# **The Magpie algorithm**
> Copyright(C) Christopher Ehl - 17th of March 2023


The magpie algorithm is a destructive implementation of linear regression. Unlike Gradient Descent $^{[1]}$ the magpie algorithm uses N-dimensional vectors. The major selling point of the algorithm is the way it handles outliers. Outliers are discriminated and have very little effect on the rest of the calculations. Where other manual methods fail the magpie algorithm shines. With the good set of hyperparameters the algorithm can give a best fit line without fear of overfitting.

---

### Specifications

The runtime complexity of the algorithm is $ O(kN) $ for k iterations. The space complexity of the algorithm is $ O(N) $ *( for weight storage )*.

---

### Theory

Steps:

1. Read in data.
2. Split data into 2 parts.
3. Do the algorithm on both.
4. Extract line from the 2 remaining points.

Algorithm:

1. Sum up the vectors and weights.
2. Each vector will be updated by the formulae $ \sum_{i}^N \alpha \frac {v_j-v_i} {|v_j-v_i|} \frac {w_j} {w_i}$.
3. After each iteration, remove one of the points close to the other.

---

### Intuition

The algorithm is based on the law of gravitation $^{[2]}$. We treat every datapoint as a physical object and we simulate gravitational attraction between them. Since there is no velocity involved, they converge to one singularity.

## The Code

### Implementation

For the implementation I used julia $^{[3]}$, as it is a great language for scientific computing and has a very nice API to work with.

> It just works $^{TM}$

In [24]:
# Import linear algebra library
using LinearAlgebra

This implementation of ***magpie!*** is using pass by reference to make operations faster. The upgrade compared to the other implementations is that I used a very nice mathematical trick to get it run faster.

In [45]:
# Magpie O(N) implementation
function magpie!( V, W, α = 0.01 )
	@assert( length( V ) == length( W ) )

	# Number of data points
	N = length( V )
	# Sums of vectors and weights
	Σ_v, Σ_w = sum( V ), sum( W )
	
	for i = 1:N
		V[i] +=
			# learning-rate
			α *
			# difference-vector
			replace(
				normalize( Σ_v - V[i] * N ),
				NaN => 0.0
			) *
			# weight quotient
			( Σ_w / ( W[i] * N ) )
	end
end

magpie! (generic function with 2 methods)

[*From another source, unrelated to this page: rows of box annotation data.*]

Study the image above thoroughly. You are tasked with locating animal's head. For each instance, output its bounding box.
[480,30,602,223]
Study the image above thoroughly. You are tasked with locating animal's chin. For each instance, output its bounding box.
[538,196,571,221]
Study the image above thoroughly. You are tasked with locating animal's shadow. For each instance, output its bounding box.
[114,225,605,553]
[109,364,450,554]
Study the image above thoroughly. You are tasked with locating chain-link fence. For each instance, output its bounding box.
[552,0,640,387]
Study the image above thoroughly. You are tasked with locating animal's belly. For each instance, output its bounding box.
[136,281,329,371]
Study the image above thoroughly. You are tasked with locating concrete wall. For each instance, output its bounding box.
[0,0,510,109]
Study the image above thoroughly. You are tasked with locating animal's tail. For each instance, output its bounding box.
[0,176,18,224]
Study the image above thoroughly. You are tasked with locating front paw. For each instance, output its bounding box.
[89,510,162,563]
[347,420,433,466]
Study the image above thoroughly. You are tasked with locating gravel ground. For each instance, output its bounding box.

This is an implementation of the deletion algorithm that uses a sliding window, and does not bother with distance calculation every point.

In [5]:
# Vector merge algorithm O(kn)
function delete_close!( V, W, β = 0.3, γ = 0.6, window_size = 1 )
	@assert( length( V ) == length( W ) )

	# Sliding window
	i = 1
	while i < length( V )
		# Flag deleted items		
		is_deleted = false
		# Slide the window
		for j = i+1 : min( i+1+window_size, length( V ) )
			# If vectors are too close
			if norm( V[i] - V[j] ) <= β
				# Delete them
				is_deleted = true
				W[j] = ( W[j] + W[i] ) * γ
				deleteat!( V, i )
				deleteat!( W, i )
				break
			end
		end
		# Continue
		if !is_deleted
			i += 1
		end
	end
end

delete_close! (generic function with 4 methods)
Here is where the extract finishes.